Kollarını bana sardığında ağzımdan dökülen hıçkırıklarım havaya karışmaya başlamışlardı. Şuan etrafımdaki insanlar zerre umurumda değildi. Arat'ın kollarının arasından çıkıp onu kendimden uzaklaştırdım. "Yalnız kalmak istiyorum." dedim ve titreyen bacaklarımın izin verdiği ölçüde yakınlar da olan pansiyona doğru yürüdüm. İçimdeki ateş bir kor olmuş ve içimi yangın yerine çevirmişti. Kalbim şuan bin parça olmuştu ve o kırıklar canımı yakıyordu. Soğuk suratıma bir şerit misali çizilen göz yaşlarım arkasında sıcak izler bırakıyordu. Pansiyondan içeri girdiğimde oradaki kadın benim bu halimi görünce şaşırmıştı.
Kadın konuşmak için ağzını açtığında merdivenlere yöneldim. "Ne oldu? Bir sorun yok değil mi?" diye sordu. Onun bu sorusunu duymazdan geldim ve hızla merdivenleri çıkıp onu arkamda bıraktım. Zangır zangır titreyen bedenimi odaya zor atarken kapıyı kapatıp kapının arkasına yaslandım. Bacaklarım beni aşağıya çekerken, tuttuğum göz yaşlarım süzülmeye başladı. "Nazen lütfen aç şu kapıyı. Beni yanlış anladın." diyen ve kapıyı açmaya çalışan Arat'ın sesi kapının önünden geliyordu. "Beni rahat bırak seninle konuşmak istemiyorum!" diye sitem ettim.

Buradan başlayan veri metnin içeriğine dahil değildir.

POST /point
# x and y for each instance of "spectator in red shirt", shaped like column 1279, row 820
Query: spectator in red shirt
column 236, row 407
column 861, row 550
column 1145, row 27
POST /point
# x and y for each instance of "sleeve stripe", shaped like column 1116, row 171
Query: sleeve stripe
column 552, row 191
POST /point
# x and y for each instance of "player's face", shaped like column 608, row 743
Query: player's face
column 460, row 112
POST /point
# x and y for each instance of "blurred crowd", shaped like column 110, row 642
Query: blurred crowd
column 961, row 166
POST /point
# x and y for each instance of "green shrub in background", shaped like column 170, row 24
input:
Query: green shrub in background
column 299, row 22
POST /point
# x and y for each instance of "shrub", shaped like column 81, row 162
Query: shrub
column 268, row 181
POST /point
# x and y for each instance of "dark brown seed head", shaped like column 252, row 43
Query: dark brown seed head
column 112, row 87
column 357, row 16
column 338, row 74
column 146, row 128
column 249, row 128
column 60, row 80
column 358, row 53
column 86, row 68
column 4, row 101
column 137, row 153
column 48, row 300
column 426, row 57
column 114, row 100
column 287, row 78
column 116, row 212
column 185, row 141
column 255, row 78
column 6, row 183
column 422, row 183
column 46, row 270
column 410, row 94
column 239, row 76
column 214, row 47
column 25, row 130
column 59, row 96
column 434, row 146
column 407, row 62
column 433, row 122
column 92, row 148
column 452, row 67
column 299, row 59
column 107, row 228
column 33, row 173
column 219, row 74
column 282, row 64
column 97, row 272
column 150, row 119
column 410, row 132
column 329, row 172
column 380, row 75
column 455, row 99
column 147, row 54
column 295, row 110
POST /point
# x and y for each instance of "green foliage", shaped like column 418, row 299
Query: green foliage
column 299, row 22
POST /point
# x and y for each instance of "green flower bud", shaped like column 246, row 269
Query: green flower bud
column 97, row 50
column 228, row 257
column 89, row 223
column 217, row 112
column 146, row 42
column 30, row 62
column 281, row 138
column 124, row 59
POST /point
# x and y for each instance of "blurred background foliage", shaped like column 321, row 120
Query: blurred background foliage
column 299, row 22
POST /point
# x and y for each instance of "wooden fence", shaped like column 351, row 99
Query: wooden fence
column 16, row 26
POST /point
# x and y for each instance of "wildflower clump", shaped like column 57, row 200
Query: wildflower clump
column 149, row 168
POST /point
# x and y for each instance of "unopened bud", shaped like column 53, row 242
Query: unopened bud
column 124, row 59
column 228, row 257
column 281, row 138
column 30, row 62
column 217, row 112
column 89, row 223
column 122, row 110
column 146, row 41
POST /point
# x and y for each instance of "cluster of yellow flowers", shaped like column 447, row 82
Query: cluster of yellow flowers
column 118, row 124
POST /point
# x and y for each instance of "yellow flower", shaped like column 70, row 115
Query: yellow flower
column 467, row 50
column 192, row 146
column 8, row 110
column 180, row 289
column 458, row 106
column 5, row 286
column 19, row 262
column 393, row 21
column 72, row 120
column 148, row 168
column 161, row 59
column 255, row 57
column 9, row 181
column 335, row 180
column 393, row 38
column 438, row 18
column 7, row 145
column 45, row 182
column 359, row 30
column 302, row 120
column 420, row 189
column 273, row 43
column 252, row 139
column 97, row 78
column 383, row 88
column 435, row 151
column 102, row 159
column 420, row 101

"Nazenim lütfen." dediğinde kalbimde oluşan kıpırtıyı göz ardı etmiştim. "Beni yalnız bırak ve git." dedim. "Sen beni yanlış anladın. Ben öyle demek istemedim." demiş ve kapıyı açmaya çalışmıştı. "Arat git!" diye sitem ettim ve ayağa kalkıp kapıya var gücümle vurdum. "Beni yalnız bırak seninle şuan konuşmak istemiyorum." dedim. "Tamam şimdi gidiyorum. Sen sakinleşince geri geleceğim." demişti. Zar zor da olsa yutkundum ve gözlerimdeki yaşları sildim. Merdivenler de yankılanan ayak seslerini duymuştum. Bir kaç dakika bekleyip odanın kapısını açtığımda onun gitmiş olduğunu gördüm. Kapıyı kapatıp orada bulunan yatağa gidip oturdum.
Sırt üstü kendimi yatağa attım ve yan döndüm. Ellerimi karnıma koyup "Şuan senin varlığın beni ayakta tutuyor." dedim. Göz yaşlarım başımın altındaki yastığı ıslatıyordu. Kafamın içindeki sesleri susturup sadece bebeğime odaklanmak istiyordum. Yataktan kalktım ve orada bulunan pencereye doğru gittim. Perdeyi araladım ve dışarıdaki manzarayı izlemeye başladım. Yüzümdeki kuruyan göz yaşlarımı ellerimle silip gülümsemeye çalıştım. Hızla geçip giden arabaları ve insanları izliyordum. Kimi insanlar yavaş yürürken kimi de bir yerlere yetişmeye çalışıyor gibi hızlı yürüyordu. Esen rüzgarın sesi pencereye çarpıp geçiyordu.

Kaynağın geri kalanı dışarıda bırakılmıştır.